Jim Knight, the Schools Minister, said that he would also like to see pupils in faith schools becoming pen pals with their peers in schools of different faiths, and for children in rural schools to visit their inner-city counterparts.
Such partnerships could be crucial in promoting community relations and would allow pupils to meet youngsters from different backgrounds. “I’m quite keen on faith-based schools twinning with those of other faiths so they can talk to each other about their faith and extend their understanding. Muslim schools that I represent are pretty homogeneous and mono-faith and very much single-ethnic background.
“Equally, I have a secondary school judged outstanding for its religious education, but when I talked to a class of 15-year-olds about faith, they had never met anyone of the Muslim faith or a Hindu.”
Where there was no local school with children from other backgrounds, Mr Knight suggested that schools should forge virtual relationships on-line in other parts of the country or the world.

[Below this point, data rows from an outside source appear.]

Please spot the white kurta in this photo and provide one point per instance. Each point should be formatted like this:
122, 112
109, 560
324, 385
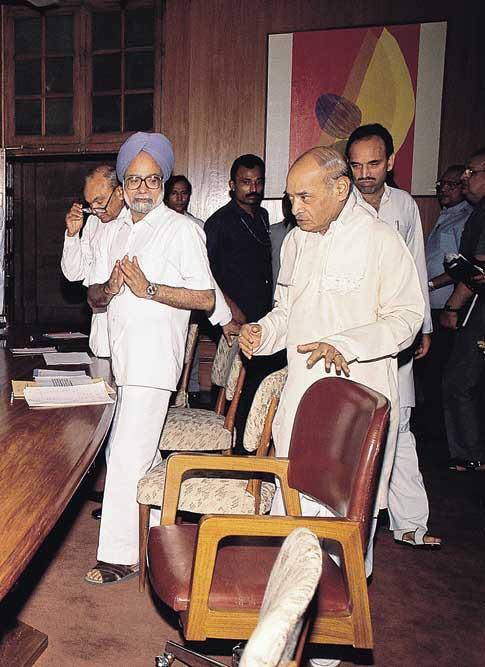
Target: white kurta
147, 338
399, 210
77, 257
355, 287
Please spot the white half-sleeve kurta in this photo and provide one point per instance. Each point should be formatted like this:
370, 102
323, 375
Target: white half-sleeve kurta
355, 287
77, 257
147, 338
399, 210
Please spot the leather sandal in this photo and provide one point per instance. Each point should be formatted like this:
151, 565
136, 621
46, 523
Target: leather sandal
110, 573
417, 541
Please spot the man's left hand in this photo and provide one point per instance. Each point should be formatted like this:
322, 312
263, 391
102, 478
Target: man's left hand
423, 348
230, 330
327, 352
134, 276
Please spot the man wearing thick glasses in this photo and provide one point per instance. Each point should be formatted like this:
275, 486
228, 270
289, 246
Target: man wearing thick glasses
150, 271
443, 239
104, 197
464, 373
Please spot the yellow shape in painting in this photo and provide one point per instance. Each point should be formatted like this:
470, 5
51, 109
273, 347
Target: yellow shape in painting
386, 95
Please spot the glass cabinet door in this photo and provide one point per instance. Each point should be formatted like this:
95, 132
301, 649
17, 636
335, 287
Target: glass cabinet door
44, 68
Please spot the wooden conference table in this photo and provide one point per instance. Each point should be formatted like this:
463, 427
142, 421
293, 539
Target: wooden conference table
44, 455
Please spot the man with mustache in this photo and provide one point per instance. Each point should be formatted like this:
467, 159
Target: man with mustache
370, 151
104, 196
239, 250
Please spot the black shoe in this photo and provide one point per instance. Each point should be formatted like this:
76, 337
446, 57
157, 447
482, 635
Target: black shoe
96, 496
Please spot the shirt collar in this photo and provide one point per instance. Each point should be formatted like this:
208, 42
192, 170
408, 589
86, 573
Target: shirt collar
151, 218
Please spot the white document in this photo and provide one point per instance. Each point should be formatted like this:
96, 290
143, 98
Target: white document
59, 381
66, 397
48, 372
68, 358
32, 350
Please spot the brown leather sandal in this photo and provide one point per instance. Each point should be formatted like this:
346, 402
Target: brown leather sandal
110, 573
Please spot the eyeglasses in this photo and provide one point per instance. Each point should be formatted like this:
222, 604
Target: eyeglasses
99, 210
452, 185
468, 173
153, 182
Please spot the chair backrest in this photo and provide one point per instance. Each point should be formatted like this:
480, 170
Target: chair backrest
223, 360
291, 586
336, 447
181, 396
269, 389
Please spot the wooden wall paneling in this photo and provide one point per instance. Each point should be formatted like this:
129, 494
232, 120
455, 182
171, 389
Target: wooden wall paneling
227, 75
176, 79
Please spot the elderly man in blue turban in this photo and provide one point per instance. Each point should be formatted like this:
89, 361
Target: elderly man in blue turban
150, 271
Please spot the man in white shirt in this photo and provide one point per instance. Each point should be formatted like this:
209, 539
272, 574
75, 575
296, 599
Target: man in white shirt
347, 300
178, 191
370, 151
104, 195
150, 271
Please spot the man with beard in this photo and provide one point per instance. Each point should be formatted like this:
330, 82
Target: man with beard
239, 249
370, 151
150, 271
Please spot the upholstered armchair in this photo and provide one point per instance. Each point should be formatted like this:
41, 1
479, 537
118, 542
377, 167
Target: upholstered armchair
279, 636
205, 493
214, 578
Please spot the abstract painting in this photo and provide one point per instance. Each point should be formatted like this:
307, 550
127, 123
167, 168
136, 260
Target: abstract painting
322, 84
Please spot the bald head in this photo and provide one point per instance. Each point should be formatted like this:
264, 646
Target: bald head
318, 185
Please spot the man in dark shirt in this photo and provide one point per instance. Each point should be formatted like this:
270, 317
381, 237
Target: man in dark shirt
239, 250
465, 369
239, 245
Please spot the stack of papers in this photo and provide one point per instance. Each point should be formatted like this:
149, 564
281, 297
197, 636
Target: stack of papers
68, 358
67, 397
32, 350
50, 372
66, 335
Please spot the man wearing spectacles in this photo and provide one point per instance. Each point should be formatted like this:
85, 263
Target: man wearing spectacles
104, 197
150, 270
444, 239
462, 381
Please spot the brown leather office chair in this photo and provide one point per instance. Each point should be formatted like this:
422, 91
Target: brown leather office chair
216, 583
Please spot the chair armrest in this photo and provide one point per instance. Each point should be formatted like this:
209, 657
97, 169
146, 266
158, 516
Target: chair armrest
212, 529
178, 464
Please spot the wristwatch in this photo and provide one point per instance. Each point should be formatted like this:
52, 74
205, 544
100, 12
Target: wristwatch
151, 290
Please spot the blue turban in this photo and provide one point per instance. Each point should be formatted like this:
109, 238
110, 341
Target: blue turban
153, 143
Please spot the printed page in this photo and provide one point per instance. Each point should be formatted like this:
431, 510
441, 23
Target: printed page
68, 358
62, 397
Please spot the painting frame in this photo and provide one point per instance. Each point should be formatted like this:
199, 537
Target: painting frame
420, 46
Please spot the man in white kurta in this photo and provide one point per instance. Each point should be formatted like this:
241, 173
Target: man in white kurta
105, 198
150, 271
347, 297
371, 155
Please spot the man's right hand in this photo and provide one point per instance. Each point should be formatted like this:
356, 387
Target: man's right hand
230, 331
250, 339
74, 219
116, 280
449, 320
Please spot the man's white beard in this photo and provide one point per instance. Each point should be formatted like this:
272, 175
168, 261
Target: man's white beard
144, 206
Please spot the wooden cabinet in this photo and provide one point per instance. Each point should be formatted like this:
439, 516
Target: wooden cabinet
80, 78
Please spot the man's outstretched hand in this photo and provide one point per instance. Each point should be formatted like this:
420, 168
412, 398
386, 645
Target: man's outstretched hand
250, 339
327, 352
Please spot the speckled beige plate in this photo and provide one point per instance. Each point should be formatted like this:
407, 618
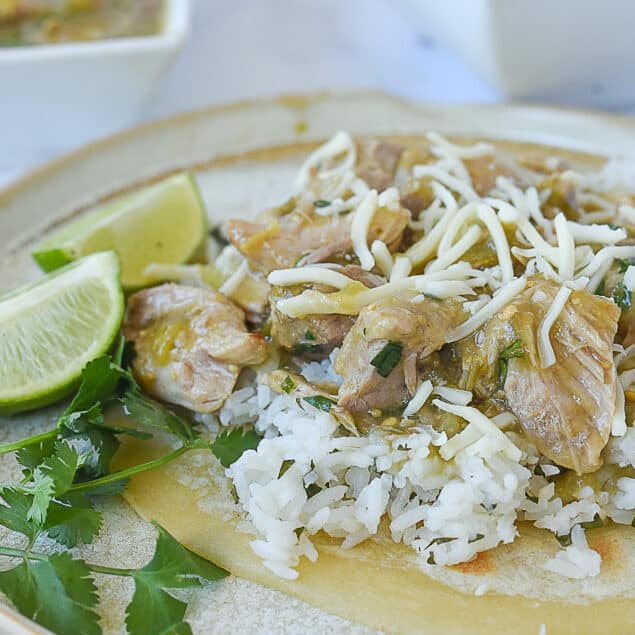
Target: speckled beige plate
245, 156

A primary school in his Dorset constituency, for example, had formed a link with an inner-city school in East London and made a visit there so that the children could meet. The link was forged by a member of staff who moved from Tower Hamlets to Weymouth.
Mr Knight’s comments, at the National Association of Head Teachers conference in Bournemouth, came a week after a warning by the Commission for Racial Equality that Britain was in danger of becoming a “mini-America with racially determined schools”.
Nationally, only 2 per cent of secondaries and 5 per cent of primaries in England have no pupils from minority ethnic groups. But in areas where the ethnic minority population is above the 8 per cent national average, partial segregation along race and faith lines can be entrenched. In Bradford, for example, 62 per cent of secondary schools are predominantly white, and 21 per cent are predominantly nonwhite.
The Government is introducing a statutory duty on schools to promote community cohesion, defined as “a common vision and sense of belonging by all communities”.